El testimonio no es baladí, porque pensamos que podría tratarse de don Manuel González Carlos, conocido por todos como Manolo el de la cantina, desaparecido desde hace tres años. La familia del antes mencionado denunció su desaparición tras pasar unas breves vacaciones en el Pirineo Aragonés (ver Der Untergang).

Es posible que este hombre sea Manolo el de la cantina


TESTIMONIO DE DÑA. ENCARNACIÓN JIMÉNEZ:

Mi marido y yo celebramos este año las Bodas de Oro, y junto con otros cuatro matrimonios, todos de Zaragoza, de la parroquia de San Miguel, decidimos hacer un viaje a Cracovia para ver la ciudad del Papa Juan Pablo II.

La mañana siguiente de haber llegado a Cracovia, estábamos haciendo turismo viendo monumentos por el centro de la ciudad, cuando me encontré a este hombre, que yo creo que es el muchacho que tenía la cantina de la Academia Militar. Yo le conozco porque conocí a su padre, que también trabajaba hace ya muchos años en la cantina de la Academia. Y entonces a mí me pareció que era él, y se lo dije a mi marido: mira, Alberto, ¿el muchacho ese no es el hijo de Manuel el que tenía la cantina de la Academia Militar?, le dije yo.

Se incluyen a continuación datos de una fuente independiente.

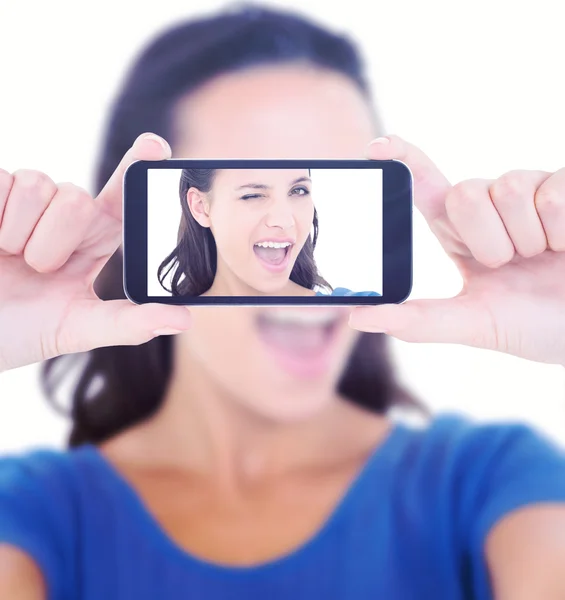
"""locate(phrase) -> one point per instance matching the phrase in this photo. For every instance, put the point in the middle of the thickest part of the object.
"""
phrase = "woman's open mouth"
(273, 255)
(301, 339)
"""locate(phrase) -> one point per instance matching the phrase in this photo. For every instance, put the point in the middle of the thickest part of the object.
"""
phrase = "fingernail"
(166, 331)
(382, 140)
(158, 139)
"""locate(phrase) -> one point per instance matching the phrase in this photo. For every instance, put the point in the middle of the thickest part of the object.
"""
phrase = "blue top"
(346, 292)
(412, 524)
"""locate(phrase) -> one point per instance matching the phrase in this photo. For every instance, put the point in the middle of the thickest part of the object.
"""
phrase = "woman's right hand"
(54, 241)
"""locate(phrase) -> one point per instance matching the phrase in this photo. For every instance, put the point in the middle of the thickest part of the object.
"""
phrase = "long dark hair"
(194, 258)
(120, 386)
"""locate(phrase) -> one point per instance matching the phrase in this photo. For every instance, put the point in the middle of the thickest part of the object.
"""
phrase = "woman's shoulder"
(39, 509)
(459, 440)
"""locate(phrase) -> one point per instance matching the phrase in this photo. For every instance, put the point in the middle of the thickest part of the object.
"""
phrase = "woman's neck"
(200, 428)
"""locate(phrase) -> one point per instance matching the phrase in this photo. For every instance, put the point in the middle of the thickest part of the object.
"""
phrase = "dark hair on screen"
(194, 258)
(119, 386)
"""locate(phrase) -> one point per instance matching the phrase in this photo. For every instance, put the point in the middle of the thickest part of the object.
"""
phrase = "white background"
(349, 206)
(478, 86)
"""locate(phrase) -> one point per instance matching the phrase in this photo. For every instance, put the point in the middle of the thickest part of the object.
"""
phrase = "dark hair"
(123, 385)
(194, 258)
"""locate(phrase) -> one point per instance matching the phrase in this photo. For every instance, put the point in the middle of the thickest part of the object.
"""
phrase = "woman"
(253, 455)
(245, 232)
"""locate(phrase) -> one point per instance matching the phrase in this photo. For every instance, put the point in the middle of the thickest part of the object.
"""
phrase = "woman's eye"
(305, 190)
(250, 196)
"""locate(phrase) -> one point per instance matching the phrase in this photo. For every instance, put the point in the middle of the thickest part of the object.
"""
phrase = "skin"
(240, 444)
(239, 215)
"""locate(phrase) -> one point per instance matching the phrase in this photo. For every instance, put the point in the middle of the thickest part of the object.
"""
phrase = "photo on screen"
(264, 231)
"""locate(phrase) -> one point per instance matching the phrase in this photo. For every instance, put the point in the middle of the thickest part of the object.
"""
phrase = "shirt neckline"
(135, 507)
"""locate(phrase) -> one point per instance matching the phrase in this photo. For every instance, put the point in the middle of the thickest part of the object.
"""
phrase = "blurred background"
(478, 87)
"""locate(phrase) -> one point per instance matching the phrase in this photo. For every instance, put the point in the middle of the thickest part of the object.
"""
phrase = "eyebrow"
(262, 186)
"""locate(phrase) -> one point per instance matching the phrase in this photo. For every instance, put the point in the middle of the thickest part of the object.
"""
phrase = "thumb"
(430, 184)
(97, 323)
(449, 320)
(147, 146)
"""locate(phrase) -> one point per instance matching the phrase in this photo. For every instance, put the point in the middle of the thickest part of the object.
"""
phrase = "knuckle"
(462, 196)
(37, 263)
(511, 184)
(499, 260)
(507, 189)
(73, 195)
(35, 184)
(30, 178)
(550, 201)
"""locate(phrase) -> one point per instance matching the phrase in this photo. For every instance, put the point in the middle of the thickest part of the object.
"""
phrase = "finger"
(477, 222)
(450, 320)
(147, 146)
(430, 184)
(61, 228)
(513, 197)
(6, 182)
(97, 323)
(550, 205)
(29, 197)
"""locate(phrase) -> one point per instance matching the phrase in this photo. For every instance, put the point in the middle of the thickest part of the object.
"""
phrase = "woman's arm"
(19, 575)
(525, 553)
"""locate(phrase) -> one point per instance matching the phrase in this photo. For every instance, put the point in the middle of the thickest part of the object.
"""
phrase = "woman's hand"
(54, 241)
(507, 238)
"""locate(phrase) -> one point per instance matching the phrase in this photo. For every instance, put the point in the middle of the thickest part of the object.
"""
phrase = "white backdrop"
(349, 206)
(476, 86)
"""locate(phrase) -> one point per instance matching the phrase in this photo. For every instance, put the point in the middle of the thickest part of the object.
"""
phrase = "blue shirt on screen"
(412, 524)
(347, 292)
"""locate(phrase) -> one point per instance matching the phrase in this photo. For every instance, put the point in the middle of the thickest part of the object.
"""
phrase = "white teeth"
(295, 317)
(273, 244)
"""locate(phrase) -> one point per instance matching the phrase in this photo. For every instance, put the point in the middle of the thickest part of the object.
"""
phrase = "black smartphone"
(257, 232)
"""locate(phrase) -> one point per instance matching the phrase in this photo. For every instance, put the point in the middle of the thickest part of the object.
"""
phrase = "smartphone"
(258, 232)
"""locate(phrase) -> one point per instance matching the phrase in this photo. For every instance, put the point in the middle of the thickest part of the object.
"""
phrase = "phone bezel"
(396, 219)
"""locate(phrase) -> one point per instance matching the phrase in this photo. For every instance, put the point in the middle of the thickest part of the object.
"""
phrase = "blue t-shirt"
(411, 525)
(346, 292)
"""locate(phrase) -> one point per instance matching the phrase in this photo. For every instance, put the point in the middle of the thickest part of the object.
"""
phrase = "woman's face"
(260, 220)
(281, 363)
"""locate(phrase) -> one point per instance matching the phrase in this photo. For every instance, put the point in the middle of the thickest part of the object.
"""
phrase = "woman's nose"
(280, 214)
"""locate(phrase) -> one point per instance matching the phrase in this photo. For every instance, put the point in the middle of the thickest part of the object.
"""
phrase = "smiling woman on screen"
(254, 454)
(246, 232)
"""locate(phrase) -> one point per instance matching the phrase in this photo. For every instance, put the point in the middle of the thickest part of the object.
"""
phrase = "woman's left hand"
(507, 238)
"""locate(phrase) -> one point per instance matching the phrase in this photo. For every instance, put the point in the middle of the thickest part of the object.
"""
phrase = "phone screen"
(264, 232)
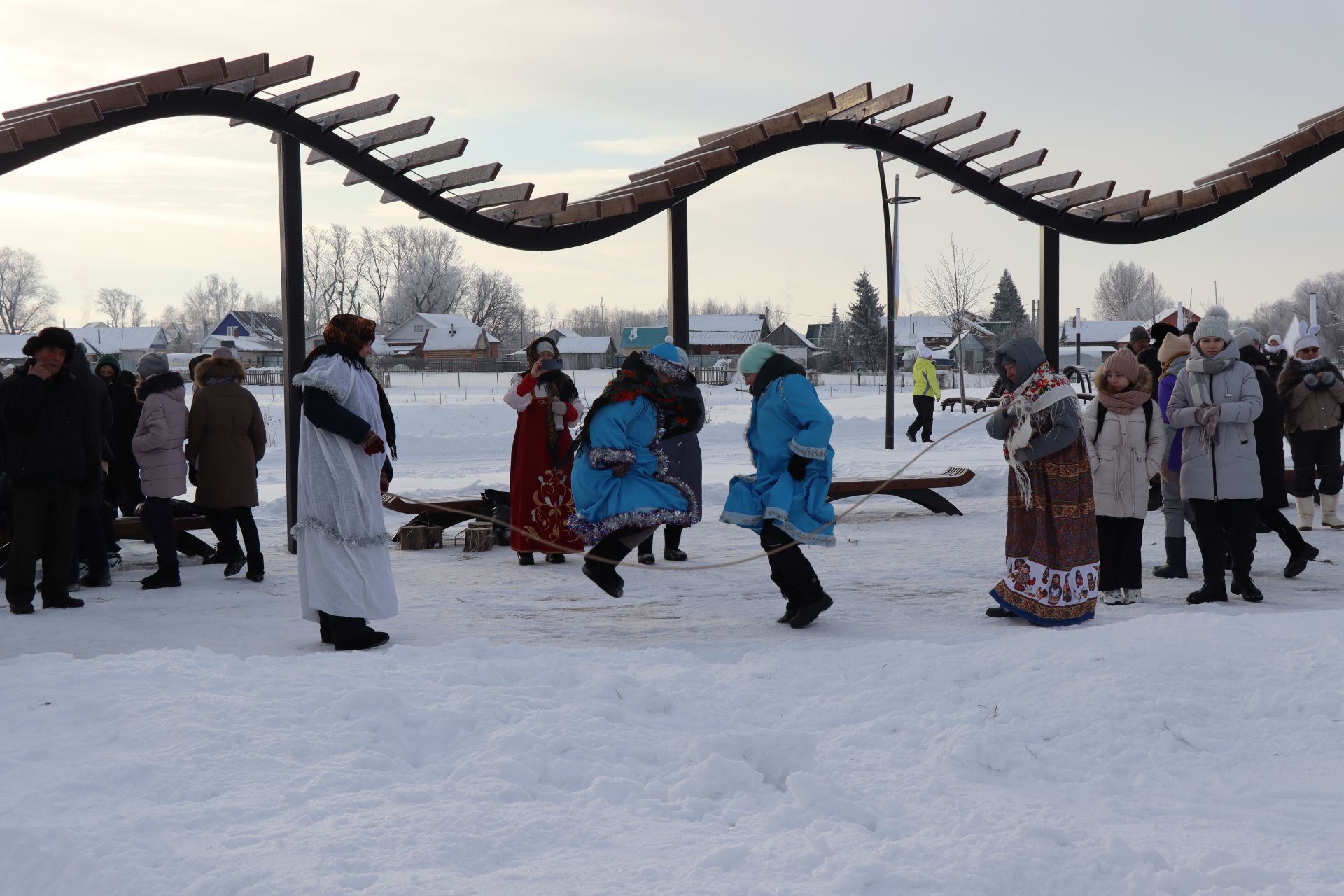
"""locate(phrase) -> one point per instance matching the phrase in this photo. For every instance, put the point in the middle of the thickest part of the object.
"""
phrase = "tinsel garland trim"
(314, 524)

Pero claro, como mi marido de lejos no ve, pues decía que no lo sabía, pero yo sí estoy segura de que era él.


TESTIMONIO DE D. ALBERTO SIGUES:

Nosotros paseábamos por el centro de Cracovia cuando mi mujer dijo que le había parecido ver a un hombre de Zaragoza, un tal Manolo, que ella conocía a la familia y tal. Me pidió que le hiciera una foto, y yo la hice. Pero la verdad es que yo a este hombre no lo conozco de nada porque yo nunca he tenido tratos con la Academia allí en Zaragoza, de modo que no le puedo decir nada más.



Capítulo 11. Helpless


Puede que éste sea nuestro hombre.


Ahora observo la foto con detenimiento. No parece sentir temor. No trata de esconderse. Este hombre es como un filósofo errante que sólo huye de sí mismo.


Como un animal salvaje preparado para volver a su madriguera al más mínimo atisbo de peligro.


O como un cazador deseando ser cazado.